De plus, il y a un enjeu à ce qu'on continue les batailles en commun, à travers l'interorganisation jeune qui unit l'Unef et les Jeunes CGT, et l'intersyndicale professionnelle. Nos intérêts convergent, nous partageons la précarité, notre but doit aussi converger.

 

MG : Certes, il y a des divergences sur certains dossiers ou dans certains départements, mais il faut être les plus fédérateurs possible pour mettre tous les jeunes dans la rue, pour lutter contre la loi El Khomri en particulier. Cette loi casse le Code du travail. Pour les apprentis, c'est une véritable catastrophe. Si la loi est votée en l'état, ils ne seront plus du tout couverts, ils devront travailler la nuit, parfois quarante heures par semaine.

De plus, les injustices liées au monde du travail sont exactement les mêmes pour un jeune étudiant qui travaille à MacDo et un autre qui y travaille à temps plein sans être étudiant. L'étudiant ne devrait pas avoir besoin de travailler pour payer ses études. Et un autre jeune, précaire, ne devrait pas l'être ni avoir à subir des injustices sur son lieu de travail tout au long de l'année, ou toute sa vie.
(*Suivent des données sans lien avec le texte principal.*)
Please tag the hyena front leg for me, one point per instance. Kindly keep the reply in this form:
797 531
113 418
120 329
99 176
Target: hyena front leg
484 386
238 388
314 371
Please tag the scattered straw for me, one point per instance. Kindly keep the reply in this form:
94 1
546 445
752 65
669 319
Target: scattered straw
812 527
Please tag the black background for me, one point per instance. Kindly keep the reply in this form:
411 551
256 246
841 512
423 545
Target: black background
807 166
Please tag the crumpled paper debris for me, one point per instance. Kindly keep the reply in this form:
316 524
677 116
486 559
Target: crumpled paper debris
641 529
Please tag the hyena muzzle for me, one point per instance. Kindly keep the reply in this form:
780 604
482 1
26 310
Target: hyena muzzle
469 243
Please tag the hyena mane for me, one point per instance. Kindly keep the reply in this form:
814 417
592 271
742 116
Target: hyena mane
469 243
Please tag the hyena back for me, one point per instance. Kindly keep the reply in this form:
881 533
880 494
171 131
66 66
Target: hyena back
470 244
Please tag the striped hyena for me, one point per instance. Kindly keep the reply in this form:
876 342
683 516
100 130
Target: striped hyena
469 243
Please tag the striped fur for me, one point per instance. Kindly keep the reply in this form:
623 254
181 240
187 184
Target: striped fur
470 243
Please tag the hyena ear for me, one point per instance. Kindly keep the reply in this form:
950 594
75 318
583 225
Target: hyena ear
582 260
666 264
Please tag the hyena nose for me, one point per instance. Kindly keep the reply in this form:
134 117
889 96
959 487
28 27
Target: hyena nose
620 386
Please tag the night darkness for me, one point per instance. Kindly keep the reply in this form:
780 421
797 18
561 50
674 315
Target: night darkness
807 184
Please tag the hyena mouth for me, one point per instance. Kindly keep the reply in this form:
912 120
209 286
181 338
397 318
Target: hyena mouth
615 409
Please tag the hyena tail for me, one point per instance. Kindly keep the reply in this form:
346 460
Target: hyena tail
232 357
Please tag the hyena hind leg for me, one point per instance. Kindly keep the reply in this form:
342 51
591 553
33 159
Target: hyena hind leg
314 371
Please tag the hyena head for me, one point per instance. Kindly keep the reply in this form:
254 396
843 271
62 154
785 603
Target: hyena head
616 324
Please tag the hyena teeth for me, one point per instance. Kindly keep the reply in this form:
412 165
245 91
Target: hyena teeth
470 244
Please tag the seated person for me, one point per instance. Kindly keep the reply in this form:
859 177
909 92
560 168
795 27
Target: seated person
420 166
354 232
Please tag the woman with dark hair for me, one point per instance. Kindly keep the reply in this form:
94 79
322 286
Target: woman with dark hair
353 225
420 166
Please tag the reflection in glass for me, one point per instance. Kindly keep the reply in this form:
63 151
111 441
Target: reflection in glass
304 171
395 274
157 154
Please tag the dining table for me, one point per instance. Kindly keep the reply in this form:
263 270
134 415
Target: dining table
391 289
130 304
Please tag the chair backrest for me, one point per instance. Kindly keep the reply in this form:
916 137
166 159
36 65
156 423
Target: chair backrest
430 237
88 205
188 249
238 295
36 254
IL Y A EU BEAUCOUP DE RÉFÉRENCES, PENDANT LES ASSISES DES JEUNES CGT, À LA LUTTE CONTRE LE CONTRAT PREMIÈRE EMBAUCHE (CPE). ON Y REVIENT AUJOURD'HUI ?
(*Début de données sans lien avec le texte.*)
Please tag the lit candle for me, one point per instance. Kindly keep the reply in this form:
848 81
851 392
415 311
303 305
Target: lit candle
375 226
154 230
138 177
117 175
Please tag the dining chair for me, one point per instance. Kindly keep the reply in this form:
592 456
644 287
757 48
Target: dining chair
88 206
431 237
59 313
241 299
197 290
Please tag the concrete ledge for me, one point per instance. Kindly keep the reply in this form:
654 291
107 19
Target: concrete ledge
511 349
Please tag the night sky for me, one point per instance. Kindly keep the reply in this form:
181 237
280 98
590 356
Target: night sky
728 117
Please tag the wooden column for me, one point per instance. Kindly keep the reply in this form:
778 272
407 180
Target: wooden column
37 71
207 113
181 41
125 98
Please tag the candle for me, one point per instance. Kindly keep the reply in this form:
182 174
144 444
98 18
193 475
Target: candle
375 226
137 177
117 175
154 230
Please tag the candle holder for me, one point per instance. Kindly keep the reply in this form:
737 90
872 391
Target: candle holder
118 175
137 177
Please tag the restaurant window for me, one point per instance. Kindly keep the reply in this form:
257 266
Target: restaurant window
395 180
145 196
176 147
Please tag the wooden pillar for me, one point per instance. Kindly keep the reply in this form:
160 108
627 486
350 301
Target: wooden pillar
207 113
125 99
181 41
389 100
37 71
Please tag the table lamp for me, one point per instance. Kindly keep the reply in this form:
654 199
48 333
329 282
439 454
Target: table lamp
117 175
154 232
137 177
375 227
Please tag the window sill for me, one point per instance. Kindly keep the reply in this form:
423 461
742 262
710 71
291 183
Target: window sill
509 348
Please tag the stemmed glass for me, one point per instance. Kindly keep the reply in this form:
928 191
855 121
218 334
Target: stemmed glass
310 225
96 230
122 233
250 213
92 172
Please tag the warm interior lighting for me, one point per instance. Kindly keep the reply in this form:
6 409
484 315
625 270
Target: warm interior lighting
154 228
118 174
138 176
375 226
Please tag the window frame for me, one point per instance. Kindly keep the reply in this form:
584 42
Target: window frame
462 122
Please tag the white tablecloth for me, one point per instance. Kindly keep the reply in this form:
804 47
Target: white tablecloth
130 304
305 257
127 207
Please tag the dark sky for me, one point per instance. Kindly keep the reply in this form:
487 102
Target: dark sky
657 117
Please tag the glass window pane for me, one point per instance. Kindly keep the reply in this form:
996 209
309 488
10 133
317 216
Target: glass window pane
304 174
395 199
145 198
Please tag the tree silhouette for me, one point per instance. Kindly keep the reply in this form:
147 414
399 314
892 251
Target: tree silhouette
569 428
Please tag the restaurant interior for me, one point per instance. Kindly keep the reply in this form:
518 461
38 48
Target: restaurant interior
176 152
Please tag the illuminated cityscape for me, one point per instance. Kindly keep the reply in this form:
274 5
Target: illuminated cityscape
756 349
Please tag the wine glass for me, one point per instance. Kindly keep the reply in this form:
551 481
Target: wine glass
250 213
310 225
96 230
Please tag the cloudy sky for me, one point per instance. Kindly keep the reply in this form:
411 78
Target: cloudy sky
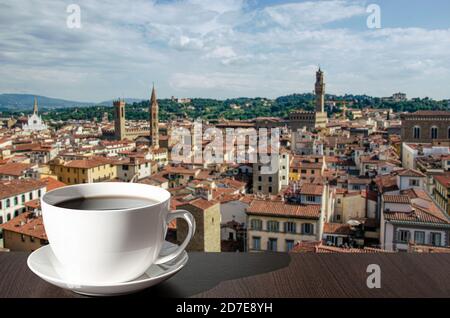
223 48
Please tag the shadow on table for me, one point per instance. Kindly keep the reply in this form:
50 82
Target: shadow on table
205 271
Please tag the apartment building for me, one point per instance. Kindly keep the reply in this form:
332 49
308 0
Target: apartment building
14 195
411 217
24 233
208 225
271 183
278 226
84 171
137 168
441 191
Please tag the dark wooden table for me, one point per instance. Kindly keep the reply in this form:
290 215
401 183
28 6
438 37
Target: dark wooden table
268 275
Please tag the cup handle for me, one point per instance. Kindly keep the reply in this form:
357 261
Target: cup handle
187 216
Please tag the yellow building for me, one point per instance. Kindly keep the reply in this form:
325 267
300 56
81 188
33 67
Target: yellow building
84 171
208 219
277 226
442 191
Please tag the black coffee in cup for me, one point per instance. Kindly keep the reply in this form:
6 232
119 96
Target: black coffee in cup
105 203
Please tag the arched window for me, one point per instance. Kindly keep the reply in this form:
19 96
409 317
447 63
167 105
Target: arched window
416 132
256 224
434 132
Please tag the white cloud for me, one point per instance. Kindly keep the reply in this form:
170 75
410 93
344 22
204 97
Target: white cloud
212 48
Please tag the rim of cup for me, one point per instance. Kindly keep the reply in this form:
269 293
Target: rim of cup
165 195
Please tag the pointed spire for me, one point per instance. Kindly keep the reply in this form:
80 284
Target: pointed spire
35 110
153 98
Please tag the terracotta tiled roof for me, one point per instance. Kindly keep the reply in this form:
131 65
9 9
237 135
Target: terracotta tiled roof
23 224
33 204
417 216
15 187
311 189
443 179
337 228
201 203
414 193
84 164
318 247
396 198
14 169
53 183
279 208
411 173
428 113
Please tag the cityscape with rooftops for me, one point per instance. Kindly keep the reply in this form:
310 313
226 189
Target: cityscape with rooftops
344 179
225 149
MC : Ce projet de loi est un mauvais cadeau d'anniversaire, dix ans après le CPE. Si on regarde un petit peu la lettre du projet, il ressemble bel et bien à ce que Dominique de Villepin nous a proposé il y a dix ans. À l'époque, nous sommes descendus dans la rue pour le refuser, nous continuons aujourd'hui. La majorité dans la société conteste ce projet.
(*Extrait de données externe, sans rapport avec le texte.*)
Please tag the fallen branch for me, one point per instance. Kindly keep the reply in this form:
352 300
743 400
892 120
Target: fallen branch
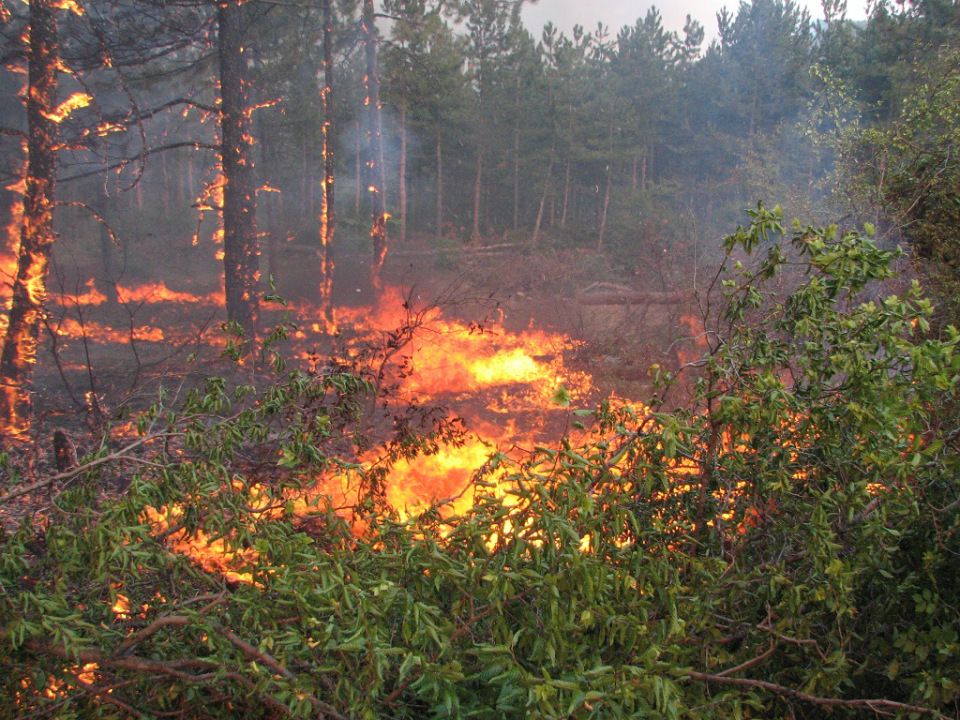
874 705
635 298
80 469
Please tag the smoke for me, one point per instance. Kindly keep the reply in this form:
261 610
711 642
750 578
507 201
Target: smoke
564 14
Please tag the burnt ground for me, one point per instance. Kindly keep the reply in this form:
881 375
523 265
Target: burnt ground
117 352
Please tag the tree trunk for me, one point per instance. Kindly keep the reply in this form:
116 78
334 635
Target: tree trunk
403 172
36 235
477 185
327 211
358 169
606 192
375 186
543 198
240 242
438 221
516 159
La contestation s'est d'ores et déjà traduite par plus de un million de signatures sur la pétition en ligne, c'est historique. Les gens en ont ras le bol, et cette loi est la goutte d'eau qui fait déborder le vase alors qu'ils font déjà des efforts. Donc, oui, je pense que les conditions sont réunies aujourd'hui pour que les jeunes, les salariés et toute la société descendent dans la rue ; après, je ne fais pas de pronostic, en tout cas, nous, à l'Unef, on met toute notre force dans la bataille.

 

MG : Il y a une sacrée effervescence des organisations de jeunesse qui n'hésitent pas à aller de l'avant pour dire : « Dès le 9 mars, on sera bien présents dans la rue. » Des collages, des permanences sur le campus de Grenoble, en Rhône-Alpes et au niveau national s'organisent. En tout cas, ce qui est sûr, c'est que les organisations de jeunesse comptent sur la CGT. Même s'il y a une réelle difficulté pour la CGT à avoir un pied sur les campus, mais c'est aussi pour ça que le partenariat est intéressant.

QUELLES ATTENTES POUR LA SUITE ? CETTE SOLIDARITÉ VA-T-ELLE DURER ?

MC : Nous entrons dans une temporalité de batailles où il va falloir aller chercher le retrait de ce projet de loi. Nous avons gagné une première victoire avec la mobilisation collective sur les réseaux sociaux et le report de ce projet. Nous voyons, aujourd'hui, une certaine fébrilité de ce gouvernement. Je pense que la journée du 9 mars sera bien suivie, mais je ne pense pas qu'elle suffira pour obtenir le retrait du projet.

Et comme nous avons pu l'exprimer à la suite de l'intersyndicale qui s'est réunie la semaine dernière, il est entendu que la CGT, l'Unef, la FSU, FO, Sud-Solidaires, l'UNL et la Fidl appelleront à d'autres journées de mobilisation jusqu'au retrait plein et entier de ce projet de loi. C'est un combat que nous ne pouvons pas, nous, les jeunes, mener tout seuls de front. Nous avons commencé cette bataille ensemble et, évidemment, nous ne pourrons pas finir désunis.

 

MG : Comme l'a rappelé Philippe Martinez à l'issue des Assises Jeunes CGT, plusieurs journées sont déjà organisées en mars, notamment par les retraités, les cheminots et quelques fédérations, mais qui appellent aussi sur des revendications spécifiques, car elles sont organisées depuis longtemps. Nous militons depuis des années, et, bien évidemment, nous allons combattre la loi El Khomri, mais nous devons aussi continuer à œuvrer pour un autre avenir social, différent de celui qu'on nous impose aujourd'hui, qui nous rend précaires et qui fait que l'avenir est complètement déstabilisant pour les jeunes. L'avenir est dans la lutte, et je pense que le printemps va être beau.